April 15, 2004

Prenatal Baby Pictures

Fetal Foto photo, image:fetalfotousa.comIn the last month or two of pregnancy, a baby's pretty much taken shape. If you get an ultrasound, it doesn't look like as much like an alien as it did at the 20 week mark (when they usually do an ultrasound); it looks like a squished up, doughy human.

The only problem is, unless there's a problem, or the hint of one, a doctor won't do another ultrasound.

So. Baby doesn't look like monster, finally, but doctor won't take picture. Soon-to-be parents jonesing for pictures, but have to wait another month. Problem? No, an opportunity.

Through the miracle of capitalism--and GE Medical's willingness to sell its 4D Imaging System to just about anyone--ultrasound photo studiosare turning up in malls and shopping centers around the country.

A couple hundred dollars gets you a packet of grainy 3D images, a CD-ROM, and sometimes, a video, of your very own fetus, which you can use to gross out and/or bore your friends. We all may have different color skin, but to the ultrasound, we're all the same: orange. It's a small world after all.

Here are some options, then, if you can't resist seeing your orange child, and you don't mind undergoing a medical procedure in a mall:

  • Baby Insight (Suburban DC mall, probably near a Hickory Farms)
  • Fetal Foto (Cheaper. Despite Socke Shacke-style name, not mall-based. )
  • 3D Sonography Center of Beverly Hills (Pricey. Actual MD. No Foot Locker. Valet parking.)
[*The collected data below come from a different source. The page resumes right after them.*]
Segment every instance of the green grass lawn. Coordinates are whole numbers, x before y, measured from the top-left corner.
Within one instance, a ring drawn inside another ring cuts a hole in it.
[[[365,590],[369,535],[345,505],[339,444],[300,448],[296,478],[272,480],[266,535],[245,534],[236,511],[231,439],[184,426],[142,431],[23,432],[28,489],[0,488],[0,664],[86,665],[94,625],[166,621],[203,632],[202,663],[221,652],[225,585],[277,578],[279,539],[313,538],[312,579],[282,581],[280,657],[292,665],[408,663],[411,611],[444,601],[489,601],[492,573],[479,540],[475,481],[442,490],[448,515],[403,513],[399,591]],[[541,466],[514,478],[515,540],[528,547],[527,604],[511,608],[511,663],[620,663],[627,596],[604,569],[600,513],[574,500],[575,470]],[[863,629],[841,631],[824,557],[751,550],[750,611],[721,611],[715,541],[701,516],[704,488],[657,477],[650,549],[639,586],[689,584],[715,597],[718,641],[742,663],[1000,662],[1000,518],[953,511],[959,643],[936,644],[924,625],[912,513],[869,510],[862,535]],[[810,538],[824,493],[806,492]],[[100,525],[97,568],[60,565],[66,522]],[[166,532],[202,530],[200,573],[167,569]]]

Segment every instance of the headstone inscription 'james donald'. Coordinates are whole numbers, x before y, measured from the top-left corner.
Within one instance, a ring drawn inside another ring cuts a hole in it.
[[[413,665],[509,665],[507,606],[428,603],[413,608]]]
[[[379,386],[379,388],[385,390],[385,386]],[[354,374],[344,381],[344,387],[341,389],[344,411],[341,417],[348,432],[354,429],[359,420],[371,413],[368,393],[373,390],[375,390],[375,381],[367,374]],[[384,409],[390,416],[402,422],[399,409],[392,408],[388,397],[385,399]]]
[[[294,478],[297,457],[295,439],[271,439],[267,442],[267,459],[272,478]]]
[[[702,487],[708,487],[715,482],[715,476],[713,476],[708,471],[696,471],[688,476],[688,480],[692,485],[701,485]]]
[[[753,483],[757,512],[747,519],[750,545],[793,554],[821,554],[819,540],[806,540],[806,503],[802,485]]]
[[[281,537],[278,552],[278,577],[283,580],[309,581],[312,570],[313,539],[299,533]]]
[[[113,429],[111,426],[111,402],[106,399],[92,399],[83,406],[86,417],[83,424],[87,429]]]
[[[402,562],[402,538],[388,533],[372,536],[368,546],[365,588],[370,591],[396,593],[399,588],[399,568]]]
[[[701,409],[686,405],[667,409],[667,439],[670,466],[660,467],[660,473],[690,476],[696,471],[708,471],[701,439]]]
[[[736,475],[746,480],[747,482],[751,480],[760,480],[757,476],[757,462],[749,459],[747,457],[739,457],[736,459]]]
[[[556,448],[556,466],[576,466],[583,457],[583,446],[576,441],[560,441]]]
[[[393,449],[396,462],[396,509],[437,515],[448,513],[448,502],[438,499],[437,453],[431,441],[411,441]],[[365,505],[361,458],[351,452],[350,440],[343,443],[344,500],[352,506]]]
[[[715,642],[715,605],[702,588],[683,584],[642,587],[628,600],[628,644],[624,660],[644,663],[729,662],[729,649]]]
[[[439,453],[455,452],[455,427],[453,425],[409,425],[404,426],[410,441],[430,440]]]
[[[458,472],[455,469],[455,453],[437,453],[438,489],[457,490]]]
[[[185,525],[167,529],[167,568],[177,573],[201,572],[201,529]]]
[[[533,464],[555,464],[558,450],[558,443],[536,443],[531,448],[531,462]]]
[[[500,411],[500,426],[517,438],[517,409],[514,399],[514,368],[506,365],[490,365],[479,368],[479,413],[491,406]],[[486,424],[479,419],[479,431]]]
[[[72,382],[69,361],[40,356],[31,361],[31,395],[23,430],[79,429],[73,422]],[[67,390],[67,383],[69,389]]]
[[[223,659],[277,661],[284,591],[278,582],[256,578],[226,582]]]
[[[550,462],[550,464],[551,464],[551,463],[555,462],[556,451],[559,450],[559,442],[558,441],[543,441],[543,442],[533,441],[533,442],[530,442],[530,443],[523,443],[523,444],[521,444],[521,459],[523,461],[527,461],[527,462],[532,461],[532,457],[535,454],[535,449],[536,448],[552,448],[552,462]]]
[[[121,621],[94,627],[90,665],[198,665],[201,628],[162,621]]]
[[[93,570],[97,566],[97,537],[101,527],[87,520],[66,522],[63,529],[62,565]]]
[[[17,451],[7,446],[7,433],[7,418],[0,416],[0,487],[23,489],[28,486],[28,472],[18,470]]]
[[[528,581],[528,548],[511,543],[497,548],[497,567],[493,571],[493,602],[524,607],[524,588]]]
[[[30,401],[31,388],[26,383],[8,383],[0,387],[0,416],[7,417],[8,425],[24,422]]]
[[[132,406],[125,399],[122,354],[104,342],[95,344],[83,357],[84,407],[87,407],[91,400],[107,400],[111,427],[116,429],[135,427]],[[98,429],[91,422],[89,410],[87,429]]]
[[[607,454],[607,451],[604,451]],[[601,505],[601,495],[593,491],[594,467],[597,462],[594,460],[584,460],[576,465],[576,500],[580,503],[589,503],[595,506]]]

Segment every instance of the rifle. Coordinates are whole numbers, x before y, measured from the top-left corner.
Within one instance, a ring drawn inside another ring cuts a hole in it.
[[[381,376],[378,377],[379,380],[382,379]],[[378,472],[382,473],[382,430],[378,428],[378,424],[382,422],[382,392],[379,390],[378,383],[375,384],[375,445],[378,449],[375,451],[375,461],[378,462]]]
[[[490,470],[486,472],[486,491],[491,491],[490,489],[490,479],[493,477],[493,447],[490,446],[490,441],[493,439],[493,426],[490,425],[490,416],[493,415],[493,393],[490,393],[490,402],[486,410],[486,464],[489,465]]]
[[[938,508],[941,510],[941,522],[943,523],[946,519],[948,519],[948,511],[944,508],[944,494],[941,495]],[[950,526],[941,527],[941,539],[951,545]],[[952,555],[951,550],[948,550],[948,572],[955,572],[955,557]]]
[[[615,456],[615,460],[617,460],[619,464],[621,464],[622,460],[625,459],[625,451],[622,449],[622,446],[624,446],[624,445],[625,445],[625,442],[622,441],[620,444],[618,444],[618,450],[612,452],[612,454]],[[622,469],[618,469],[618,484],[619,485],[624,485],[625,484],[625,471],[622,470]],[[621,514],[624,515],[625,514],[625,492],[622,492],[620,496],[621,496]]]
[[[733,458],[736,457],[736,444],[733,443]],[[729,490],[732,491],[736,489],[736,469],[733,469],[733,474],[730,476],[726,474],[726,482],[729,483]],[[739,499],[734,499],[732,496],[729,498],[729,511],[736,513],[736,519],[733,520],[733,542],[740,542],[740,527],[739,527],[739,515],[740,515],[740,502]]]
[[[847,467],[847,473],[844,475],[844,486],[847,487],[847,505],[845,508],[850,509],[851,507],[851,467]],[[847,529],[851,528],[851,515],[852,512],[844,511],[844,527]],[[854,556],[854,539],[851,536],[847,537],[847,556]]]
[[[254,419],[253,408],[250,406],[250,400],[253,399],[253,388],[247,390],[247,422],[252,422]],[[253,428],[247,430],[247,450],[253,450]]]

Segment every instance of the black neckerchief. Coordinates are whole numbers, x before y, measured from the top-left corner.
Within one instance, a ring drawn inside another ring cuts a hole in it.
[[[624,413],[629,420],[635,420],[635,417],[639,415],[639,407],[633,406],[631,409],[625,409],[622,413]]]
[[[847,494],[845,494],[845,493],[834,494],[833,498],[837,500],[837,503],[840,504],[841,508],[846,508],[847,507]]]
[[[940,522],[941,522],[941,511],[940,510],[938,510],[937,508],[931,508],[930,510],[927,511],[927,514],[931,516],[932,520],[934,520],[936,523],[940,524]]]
    My wife had a doctor-ordered ultrasound at around 8 months. After she was done, the technician worked a little magic and snapped a couple of 3D headshots. Just tonight, we tried matching the smushed up picture to our 7 week-old kid, and to be honest, it was kind of hard to connect the dots. Fetuses is fetuses. We were pretty psyched at the time, of course, but then, insurance picked up the tab.

  • 1 Comment

    I made my wife cry with this edit of our sonogram video.


    You can actually see the similarities between "fetus in 3D" and "real life Maya"... well, except for the golden skin.